This page may contain one or more affiliate links, which means that if you purchase a product through that link, I may receive compensation. The links will be identified with the text "affiliate link". Click to learn more.
Once upon a time, many comic books on the shelves were not super heroes, but were repetitive stories about war and romance. Romance comics like Teen Confessions, Teen Love, Girls Romances, etc flooded racks. They were popular from the 50s to the 70s. Whenever I find these floating around at a flea market or something, I pick them up to see what all the hype was about.
I have discussed romance novels a little in the past when I poked fun at how silly they were. The Comic Book History of Comics says that in the advice column in the back of these issues, men would pose as women to provide love advice. This just intrigued me more into the genre.

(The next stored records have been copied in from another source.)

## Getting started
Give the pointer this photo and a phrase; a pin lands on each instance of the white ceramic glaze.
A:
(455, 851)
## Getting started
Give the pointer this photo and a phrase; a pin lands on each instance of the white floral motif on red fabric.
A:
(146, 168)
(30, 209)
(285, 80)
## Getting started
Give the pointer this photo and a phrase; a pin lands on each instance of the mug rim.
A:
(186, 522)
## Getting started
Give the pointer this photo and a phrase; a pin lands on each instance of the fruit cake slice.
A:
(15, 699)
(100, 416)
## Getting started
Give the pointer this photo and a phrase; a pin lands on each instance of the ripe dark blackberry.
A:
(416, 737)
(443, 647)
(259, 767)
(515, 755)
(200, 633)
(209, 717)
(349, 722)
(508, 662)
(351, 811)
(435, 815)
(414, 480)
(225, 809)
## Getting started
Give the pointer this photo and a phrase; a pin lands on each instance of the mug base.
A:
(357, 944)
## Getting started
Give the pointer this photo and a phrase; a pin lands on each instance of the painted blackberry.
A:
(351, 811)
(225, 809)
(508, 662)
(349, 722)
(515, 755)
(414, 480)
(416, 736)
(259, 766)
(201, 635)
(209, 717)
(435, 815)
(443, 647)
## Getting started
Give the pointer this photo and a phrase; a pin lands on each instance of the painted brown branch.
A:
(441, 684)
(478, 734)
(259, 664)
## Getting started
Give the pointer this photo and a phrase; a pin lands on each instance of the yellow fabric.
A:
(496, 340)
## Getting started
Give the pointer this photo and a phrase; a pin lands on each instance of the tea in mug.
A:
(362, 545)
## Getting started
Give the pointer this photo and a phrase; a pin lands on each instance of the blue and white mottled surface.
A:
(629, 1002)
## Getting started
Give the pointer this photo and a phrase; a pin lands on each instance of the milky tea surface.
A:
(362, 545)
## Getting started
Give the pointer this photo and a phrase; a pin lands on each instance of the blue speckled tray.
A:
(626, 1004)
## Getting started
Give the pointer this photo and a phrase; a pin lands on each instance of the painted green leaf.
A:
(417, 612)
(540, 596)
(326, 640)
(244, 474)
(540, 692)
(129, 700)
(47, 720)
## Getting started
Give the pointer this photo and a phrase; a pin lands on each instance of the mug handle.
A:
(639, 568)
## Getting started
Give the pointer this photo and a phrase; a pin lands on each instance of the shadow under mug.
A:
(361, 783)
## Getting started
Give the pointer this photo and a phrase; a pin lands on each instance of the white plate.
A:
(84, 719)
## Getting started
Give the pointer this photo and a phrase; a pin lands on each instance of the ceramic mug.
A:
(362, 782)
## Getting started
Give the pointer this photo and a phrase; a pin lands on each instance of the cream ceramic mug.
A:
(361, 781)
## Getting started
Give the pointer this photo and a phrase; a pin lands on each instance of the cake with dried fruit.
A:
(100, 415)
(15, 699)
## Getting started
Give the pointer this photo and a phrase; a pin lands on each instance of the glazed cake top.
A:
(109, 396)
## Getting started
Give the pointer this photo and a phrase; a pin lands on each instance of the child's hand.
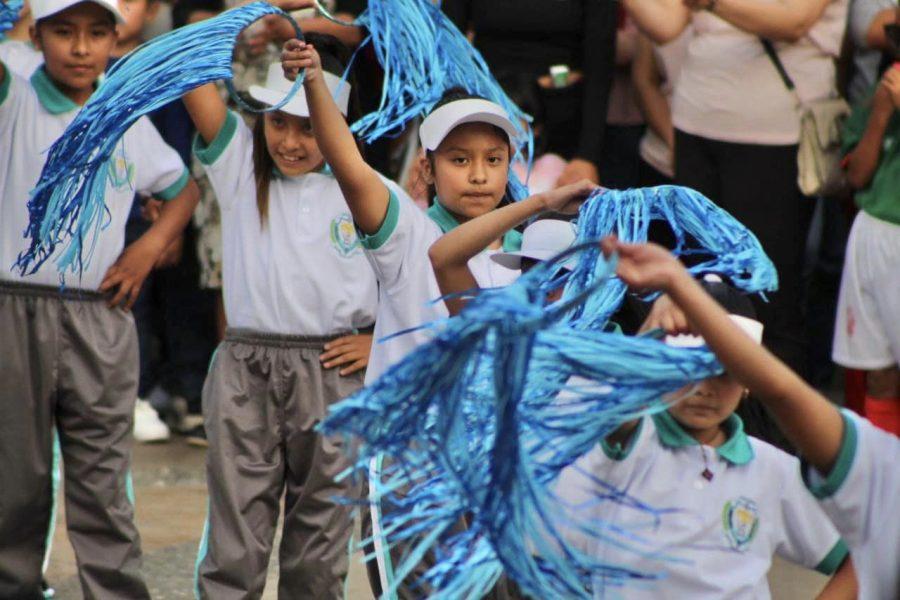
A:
(890, 86)
(350, 349)
(296, 56)
(292, 5)
(568, 199)
(667, 316)
(644, 266)
(130, 271)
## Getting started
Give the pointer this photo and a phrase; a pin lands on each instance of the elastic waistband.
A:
(16, 288)
(264, 338)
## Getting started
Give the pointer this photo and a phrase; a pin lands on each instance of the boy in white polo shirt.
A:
(70, 360)
(729, 501)
(852, 465)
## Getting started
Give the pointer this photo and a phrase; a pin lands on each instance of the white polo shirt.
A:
(862, 497)
(22, 58)
(303, 272)
(408, 289)
(719, 534)
(33, 115)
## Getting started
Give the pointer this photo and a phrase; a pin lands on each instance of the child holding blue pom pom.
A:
(469, 145)
(300, 301)
(850, 465)
(73, 353)
(735, 500)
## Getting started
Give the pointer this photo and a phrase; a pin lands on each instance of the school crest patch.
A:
(121, 171)
(740, 519)
(343, 235)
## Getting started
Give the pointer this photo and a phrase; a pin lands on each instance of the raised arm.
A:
(783, 20)
(809, 421)
(862, 162)
(207, 111)
(661, 20)
(366, 194)
(451, 253)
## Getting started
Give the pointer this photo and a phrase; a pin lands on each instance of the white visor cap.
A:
(277, 87)
(41, 9)
(443, 120)
(542, 240)
(751, 327)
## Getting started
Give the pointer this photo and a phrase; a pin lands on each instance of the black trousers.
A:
(757, 184)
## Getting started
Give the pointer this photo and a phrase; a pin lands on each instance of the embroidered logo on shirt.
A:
(343, 235)
(121, 171)
(740, 519)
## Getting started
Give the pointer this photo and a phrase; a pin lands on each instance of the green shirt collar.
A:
(51, 98)
(512, 239)
(736, 449)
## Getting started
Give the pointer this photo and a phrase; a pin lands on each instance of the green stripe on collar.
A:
(50, 97)
(736, 449)
(444, 219)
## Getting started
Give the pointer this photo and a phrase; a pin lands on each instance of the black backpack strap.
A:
(779, 66)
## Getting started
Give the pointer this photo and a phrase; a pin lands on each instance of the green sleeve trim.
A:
(841, 469)
(210, 154)
(834, 559)
(384, 233)
(176, 188)
(4, 85)
(619, 451)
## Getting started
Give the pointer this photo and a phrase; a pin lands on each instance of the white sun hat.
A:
(277, 87)
(542, 240)
(443, 120)
(41, 9)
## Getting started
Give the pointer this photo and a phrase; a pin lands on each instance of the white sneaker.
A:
(148, 427)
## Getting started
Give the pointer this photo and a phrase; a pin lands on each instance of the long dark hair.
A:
(335, 58)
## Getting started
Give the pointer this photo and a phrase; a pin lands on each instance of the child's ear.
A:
(35, 36)
(426, 170)
(152, 10)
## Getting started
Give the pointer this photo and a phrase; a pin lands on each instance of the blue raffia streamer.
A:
(9, 14)
(68, 202)
(423, 54)
(479, 422)
(701, 229)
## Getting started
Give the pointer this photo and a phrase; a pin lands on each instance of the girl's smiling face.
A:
(470, 169)
(291, 144)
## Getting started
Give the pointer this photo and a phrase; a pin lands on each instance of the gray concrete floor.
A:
(170, 493)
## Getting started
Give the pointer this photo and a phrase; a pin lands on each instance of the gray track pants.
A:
(67, 359)
(263, 396)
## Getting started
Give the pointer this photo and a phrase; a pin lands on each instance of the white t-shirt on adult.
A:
(22, 58)
(730, 91)
(303, 272)
(861, 496)
(669, 59)
(398, 252)
(723, 531)
(33, 115)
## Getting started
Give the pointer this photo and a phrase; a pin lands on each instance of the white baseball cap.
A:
(542, 240)
(443, 120)
(277, 87)
(41, 9)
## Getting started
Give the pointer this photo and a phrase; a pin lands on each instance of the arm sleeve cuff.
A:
(827, 487)
(833, 559)
(210, 154)
(380, 237)
(4, 85)
(176, 188)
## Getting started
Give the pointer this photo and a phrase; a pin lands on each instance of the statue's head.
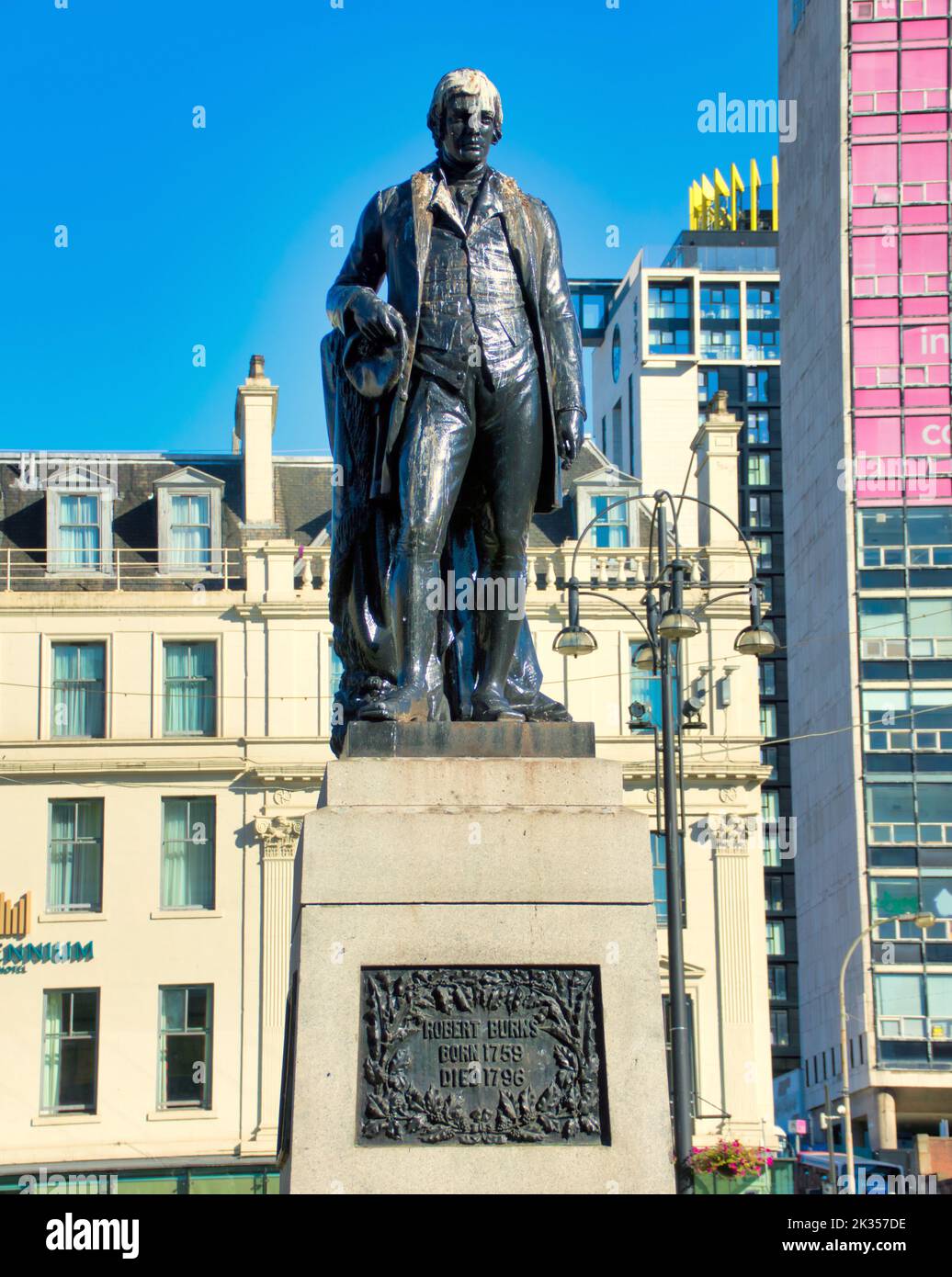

The stories in these romance comics always end the same. The plot focuses on a young woman who finds herself wanting love, but she is afraid that she will not find it. At the end, sometimes being delayed until the last panel, she miraculously ends up with the man she wanted all along, being kissed in a loving embrace. The smooch is always there, as if it is the defining moment that could not exist otherwise.
A lot of these comics are monotonous and boring, however some of them have clever romantic scenarios that I love to read. In Teen Confessions 34 (which the number is barely visible on the cover and shows how non-collectible it had back then) the beginning story is titled Clever Girl and tells a tale of a teenage girl that strings along men with feign love. It is hilarious, really. This romance comic has a boy-who-cried-wolf moral where people hate her in the end, but she still gets what she wants.
Something else that you should pay particular attention to in romance comics are the advertisements. For some reason, ads are rarely discussed in comic articles, but I see them as hidden time capsules in history. The ads in this case are targeted toward young girls, which makes them particularly interesting. For example, one of them is for a camera lucida drawing device. What is intriguing though is that instead of the photo being a man drawing a hot babe, it is a picture of a woman drawing a handsome man.
You can see how romance comics have graduated into the super hero genres. There is Lois and Clark of Superman fame, or course, but my eyes are focused on Spider-man and Gwen Stacy. Their romance was a dream, destined to be a couple that would get married. But then as Stan Lee explained in an interview, a misunderstanding led to Gwen Stacy being killed and written out of the story. Oops.